Thursday, July 7, 2005
Court of Appeal Upholds Assessment for Open Space Acquisition
Divided Sixth District Panel Rejects Jarvis Group’s Challenge Under Proposition 218
By KENNETH OFGANG, Staff Writer/Appellate Courts
The California Constitution, as amended by Proposition 218 in 1996, permits the imposition of a special assessment on property owners for the purpose of acquiring and preserving open space, the Sixth District Court of Appeal ruled yesterday.
A divided panel rejected a challenge by a group of San Jose property owners and the Howard Jarvis Taxpayers Association to a $20 annual assessment narrowly approved in a mail-in vote of property owners in 2001.
The assessment was imposed by the Santa Clara County Open Space Authority, an entity created by the Legislature, on approximately 300,000 property owners within the cities of Campbell, Milpitas, Morgan Hill, Santa Clara and San Jose, as well as much of unincorporated Santa Clara County.
The assessment is supplemental to an earlier assessment of $12 that was upheld by the Court of Appeal in a pre-Proposition 218 case. That assessment has raised about $4 million annually; the authority has been collecting, but not spending, the proceeds of the new assessment pending the Court of Appeal ruling.
Proposition 218, the Right to Vote on Taxes Act, limits the authority of local governments to impose taxes and fees by, among other things, imposing certain election requirements.
The HJTA claims that the authority violated the act by, among other things, imposing an assessment for an impermissible purpose, misleading property owners with regard to the election process, and by failing to adhere to the requirements that an assessment confer a “special benefit” on each property and that the assessment be levied in proportion to the special benefits conferred.
Santa Clara Superior Court Judge William Elfving rejected the challenge two years ago. The appeal drew the attention of a number of groups that filed amicus briefs, including The Trust for Public Land, the San Jose Silicon Valley Chamber of Commerce and the California State Association of Counties on behalf of the authority and the Pacific Legal Foundation on behalf of the opponents.
Justice Eugene Premo, writing yesterday for the Court of Appeal, said the trial judge was correct.
The justice rejected the argument that the authority misled voters into thinking that the assessment would be for only one year rather than “perpetual.” Premo noted that the authority sent out a mailer stating that the measure would create “an ongoing funding source,” that the assessment would be “annual,” and that would be subject to an inflation increase of up to four percent annually without another vote.

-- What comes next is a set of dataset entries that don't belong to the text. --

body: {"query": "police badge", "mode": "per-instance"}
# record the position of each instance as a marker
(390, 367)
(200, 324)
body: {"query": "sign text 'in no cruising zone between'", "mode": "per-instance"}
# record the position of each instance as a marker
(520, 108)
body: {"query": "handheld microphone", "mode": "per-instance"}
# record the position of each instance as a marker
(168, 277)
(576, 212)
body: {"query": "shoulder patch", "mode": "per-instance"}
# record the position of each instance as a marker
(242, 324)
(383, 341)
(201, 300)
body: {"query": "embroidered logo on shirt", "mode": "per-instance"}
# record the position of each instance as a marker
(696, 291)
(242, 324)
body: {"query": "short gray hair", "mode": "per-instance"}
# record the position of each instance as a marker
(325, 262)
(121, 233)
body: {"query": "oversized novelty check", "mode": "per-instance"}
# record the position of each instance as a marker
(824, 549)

Nor, the justice wrote, did the district err in rejecting what the HJTA described as “informal” votes that would have tipped the vote on the measure, which passed with less than 51 percent of the vote, the other way.

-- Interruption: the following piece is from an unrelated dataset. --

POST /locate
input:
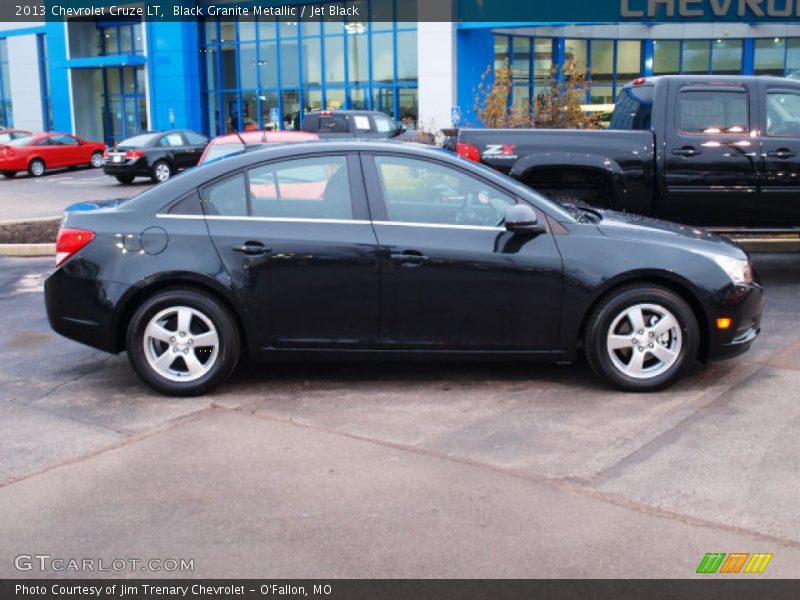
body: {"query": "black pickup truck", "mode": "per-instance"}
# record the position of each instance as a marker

During the course of the campaign, opponents of the assessment sent out a mailer urging property owners to vote “no.” Some of these were accompanied by a letter from the Silicon Valley Taxpayers Association saying that use of a preprinted protest form contained in the mailing, which contained no space to vote “yes,” could be used to vote against the assessment.
While some voters may have believed that the forms would be counted as valid ballots, Premo wrote, the authority—whose official ballot and other materials made clear what the process was—was not responsible for that perception.

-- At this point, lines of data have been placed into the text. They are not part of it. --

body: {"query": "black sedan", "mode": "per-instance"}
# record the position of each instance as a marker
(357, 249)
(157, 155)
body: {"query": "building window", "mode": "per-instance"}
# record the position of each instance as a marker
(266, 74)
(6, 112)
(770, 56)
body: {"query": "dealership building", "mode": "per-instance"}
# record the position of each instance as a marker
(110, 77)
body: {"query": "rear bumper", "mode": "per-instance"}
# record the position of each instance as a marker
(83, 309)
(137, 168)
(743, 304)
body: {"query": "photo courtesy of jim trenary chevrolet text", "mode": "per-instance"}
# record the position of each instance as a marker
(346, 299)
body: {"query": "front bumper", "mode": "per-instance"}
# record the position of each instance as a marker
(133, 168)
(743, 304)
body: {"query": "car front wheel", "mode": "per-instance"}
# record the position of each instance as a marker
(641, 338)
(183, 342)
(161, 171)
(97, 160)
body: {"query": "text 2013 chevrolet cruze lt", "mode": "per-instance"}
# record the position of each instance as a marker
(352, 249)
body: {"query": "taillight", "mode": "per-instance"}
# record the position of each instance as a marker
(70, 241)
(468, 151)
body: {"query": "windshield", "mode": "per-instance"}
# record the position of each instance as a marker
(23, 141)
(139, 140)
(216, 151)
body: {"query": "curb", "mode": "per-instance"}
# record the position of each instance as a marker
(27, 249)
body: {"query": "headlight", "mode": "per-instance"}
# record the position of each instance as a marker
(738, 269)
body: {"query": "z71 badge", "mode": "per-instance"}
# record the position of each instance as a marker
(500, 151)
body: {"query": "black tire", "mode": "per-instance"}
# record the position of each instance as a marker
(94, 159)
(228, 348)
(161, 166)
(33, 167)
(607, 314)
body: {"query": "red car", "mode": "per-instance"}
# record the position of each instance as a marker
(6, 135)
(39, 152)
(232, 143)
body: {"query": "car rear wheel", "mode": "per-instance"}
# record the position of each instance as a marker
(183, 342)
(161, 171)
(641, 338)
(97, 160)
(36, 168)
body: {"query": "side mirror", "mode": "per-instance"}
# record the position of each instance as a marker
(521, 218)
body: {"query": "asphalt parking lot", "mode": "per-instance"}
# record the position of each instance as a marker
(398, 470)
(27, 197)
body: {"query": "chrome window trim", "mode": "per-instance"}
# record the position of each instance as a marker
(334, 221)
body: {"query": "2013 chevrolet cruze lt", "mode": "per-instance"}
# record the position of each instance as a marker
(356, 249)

Premo went on to conclude that Proposition 218 did not, as the plaintiffs, contended, narrow the traditional definition of a special benefit under California law. “Although we do not question that the voters intended Proposition 218 to limit the use of assessments as a source of public funding, we conclude that the law effects that limitation primarily by placing strict procedural requirements upon the creation of assessment districts,” the justice explained.
The benefits identified by the authority—including enhanced access to recreation, environmental protection, new jobs and other enhanced economic activity, reduced public service costs, and enhancement of property values—are special, rather than general, benefits under the traditional standard, the justice said.
“[I]t has long been held that benefits that accrue to residents and other occupants of property may ultimately flow to the property owners and, therefore, may be deemed special benefits,” Premo explained, citing a 1922 Court of Appeal case holding that renovation of a sewer system was a benefit to the land even though it also benefited the people who used the sewers.
Santa Clara Superior Court Judge Brian Walsh, sitting on assignment, concurred in the opinion, but Justice Patricia Bamattre-Manoukian dissented.
The dissenting jurist argued that the nature of the imposition was such that it should be treated as a special tax, rather than an assessment, and thus subject to two-thirds voter approval at a regular election under Proposition 13.
The collection of monies from properties covering a wide swath of the county to fund the annual budget of an agency that has discretion to identify and purchase properties over time is inconsistent with the notion of an assessment, Bamattre-Manoukian argued, because it cannot be determined which property owners will gain a special benefit, nor can the authority calculated the “capital cost” of its project in order to be able to allocate the assessment in proportion to the benefit to each parcel as Proposition 218 requires.
The case is Silicon Valley Taxpayers Assn., Inc. v. Santa Clara County Open Space Authority, H026759.